(2010) Clive Hamilton, Earthscan, £14.99 , pbk, xiv + 286 pp, ISBN 978-1-849-71081-7
It has been well over one and half decades since Earthscan has been one of the first publishing point of calls for environmental scientists for academic texts: remember Earthscan sprang out of the press wing of the International Institute for Environment and Development that among other things gave us the A Low Energy Strategy for the UK. Nonetheless, what Earthscan has been doing is focussing on presenting the humanities' take on human ecology. Requiem for Species falls well into this camp especially as it is written by someone concerned with ethics. However, as increasingly matters firmly underpinned by science are on the political agenda, an arts perspective can be particularly valuable in helping get complex issues understood by those beyond science and the various very specialist overlapping disciplines associated with climate change science. Here Clive Hamilton's book is particularly useful and indeed scientists who have not been working on climate-related topics will find that it is both easy-to-digest and illuminating.

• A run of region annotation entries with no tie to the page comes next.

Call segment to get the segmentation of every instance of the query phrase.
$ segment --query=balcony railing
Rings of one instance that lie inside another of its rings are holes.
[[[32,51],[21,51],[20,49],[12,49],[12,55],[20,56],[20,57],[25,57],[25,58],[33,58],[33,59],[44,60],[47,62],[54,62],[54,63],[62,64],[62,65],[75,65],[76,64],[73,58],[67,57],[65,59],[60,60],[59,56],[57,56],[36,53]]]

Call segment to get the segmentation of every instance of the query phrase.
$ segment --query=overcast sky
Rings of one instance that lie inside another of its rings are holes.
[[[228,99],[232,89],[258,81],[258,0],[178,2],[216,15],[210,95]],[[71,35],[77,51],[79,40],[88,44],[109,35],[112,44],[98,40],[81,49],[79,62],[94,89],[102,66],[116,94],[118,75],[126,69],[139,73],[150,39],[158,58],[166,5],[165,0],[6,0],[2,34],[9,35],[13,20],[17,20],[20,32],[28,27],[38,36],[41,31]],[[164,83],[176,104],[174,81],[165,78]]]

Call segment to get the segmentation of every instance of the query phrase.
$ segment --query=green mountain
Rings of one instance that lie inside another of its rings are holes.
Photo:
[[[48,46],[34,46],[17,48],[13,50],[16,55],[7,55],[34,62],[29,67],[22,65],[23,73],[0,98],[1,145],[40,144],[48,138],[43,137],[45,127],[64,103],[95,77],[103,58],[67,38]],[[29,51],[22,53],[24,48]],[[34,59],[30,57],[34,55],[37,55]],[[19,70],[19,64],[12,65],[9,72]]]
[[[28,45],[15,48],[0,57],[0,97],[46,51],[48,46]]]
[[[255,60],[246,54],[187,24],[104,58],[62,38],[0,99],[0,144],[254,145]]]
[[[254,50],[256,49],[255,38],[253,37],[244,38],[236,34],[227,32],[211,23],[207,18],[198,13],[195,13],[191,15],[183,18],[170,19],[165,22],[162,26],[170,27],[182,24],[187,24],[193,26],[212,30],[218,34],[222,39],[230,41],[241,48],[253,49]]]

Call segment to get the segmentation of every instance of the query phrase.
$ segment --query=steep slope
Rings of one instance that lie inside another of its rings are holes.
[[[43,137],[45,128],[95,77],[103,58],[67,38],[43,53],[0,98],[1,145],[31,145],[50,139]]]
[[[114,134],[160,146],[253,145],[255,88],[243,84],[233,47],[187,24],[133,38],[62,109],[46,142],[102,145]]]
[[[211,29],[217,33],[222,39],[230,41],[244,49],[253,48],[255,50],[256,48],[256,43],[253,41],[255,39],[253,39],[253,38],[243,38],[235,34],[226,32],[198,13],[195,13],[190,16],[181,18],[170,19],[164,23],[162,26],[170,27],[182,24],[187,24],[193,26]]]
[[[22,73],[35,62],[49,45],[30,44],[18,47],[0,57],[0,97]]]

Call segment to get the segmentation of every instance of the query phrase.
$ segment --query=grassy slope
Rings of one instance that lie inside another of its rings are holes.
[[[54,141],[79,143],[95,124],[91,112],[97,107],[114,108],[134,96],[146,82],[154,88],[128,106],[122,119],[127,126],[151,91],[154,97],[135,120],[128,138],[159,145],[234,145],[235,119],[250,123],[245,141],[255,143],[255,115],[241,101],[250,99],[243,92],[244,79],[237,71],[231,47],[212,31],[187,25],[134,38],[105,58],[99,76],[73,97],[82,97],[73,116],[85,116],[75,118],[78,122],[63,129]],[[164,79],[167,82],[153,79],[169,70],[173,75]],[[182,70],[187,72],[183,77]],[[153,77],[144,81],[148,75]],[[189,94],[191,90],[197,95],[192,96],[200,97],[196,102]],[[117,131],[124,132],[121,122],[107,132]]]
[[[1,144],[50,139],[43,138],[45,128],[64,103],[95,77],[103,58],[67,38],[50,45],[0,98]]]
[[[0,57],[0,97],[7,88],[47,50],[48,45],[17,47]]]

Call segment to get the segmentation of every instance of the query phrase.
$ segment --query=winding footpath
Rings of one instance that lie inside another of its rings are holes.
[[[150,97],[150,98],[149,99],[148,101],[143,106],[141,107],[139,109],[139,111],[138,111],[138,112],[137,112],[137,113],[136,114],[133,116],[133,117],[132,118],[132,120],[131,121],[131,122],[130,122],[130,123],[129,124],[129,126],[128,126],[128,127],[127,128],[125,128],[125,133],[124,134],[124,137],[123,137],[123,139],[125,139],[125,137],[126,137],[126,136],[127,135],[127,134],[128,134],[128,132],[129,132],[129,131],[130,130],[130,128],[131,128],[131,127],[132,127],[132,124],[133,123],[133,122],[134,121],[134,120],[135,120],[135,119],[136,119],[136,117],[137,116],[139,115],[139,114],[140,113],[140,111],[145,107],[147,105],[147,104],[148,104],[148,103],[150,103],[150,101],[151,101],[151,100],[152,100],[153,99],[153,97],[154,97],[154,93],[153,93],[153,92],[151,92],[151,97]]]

In it he summarises: the basic science of anthropogenic global warming; examines our addiction to economic growth; looks at consumerism; races through the various forms of climate denial; takes a philosophical look at how modern society disconnects us from nature (though as biologists we know that this is in no small part illusionary); all too briefly looks at possible solutions from renewable (flow as opposed to fund) energy resources, geoengineering and carbon capture; visits the 4°C world largely through the 2009 Oxford symposium '4° and beyond' (incidentally, some of the symposium's PowerPoints are on-line if you are good a Goggling); before looking forward beyond despair towards acting (wisely without specifying exactly how).
His recounting of the science is as spot on as can be given that each chapter really warrants a book of its own. But then this is the strength of this work: it would sit well both on the shelf of the proverbial New Scientist reader as it would a science researcher whose work is unconnected to either human ecology or climate change, in that both such readers may be seeking an overview as to the urgency of the need to address climate change concerns. The references enable further study down avenues of interest and there is a good index to facilitate dipping in to specific points.
Those working in the field of climate change science (be they life scientists, geologists, computer modellers and climatologists) will find nothing new and obviously much is missed (such as climate isotope excursion events or ecosystem function consequences), but then they can marvel at Hamilton's neat packaging of the fundamental climate issue. However, what does a little irritate me (and perhaps this is the publisher's fault) is that the question posed in the book's subtitle – why we resist the truth about climate change? – is not properly addressed and neither are the consequential science fallacies the so-called 'climate deniers' promulgate. Ignoring this publishing faux pas, we are nonetheless left with a very compelling summary of climate concern and why we (humans) should care, and here I highly commend this book.
A version of this review has appeared in the journal Biologist.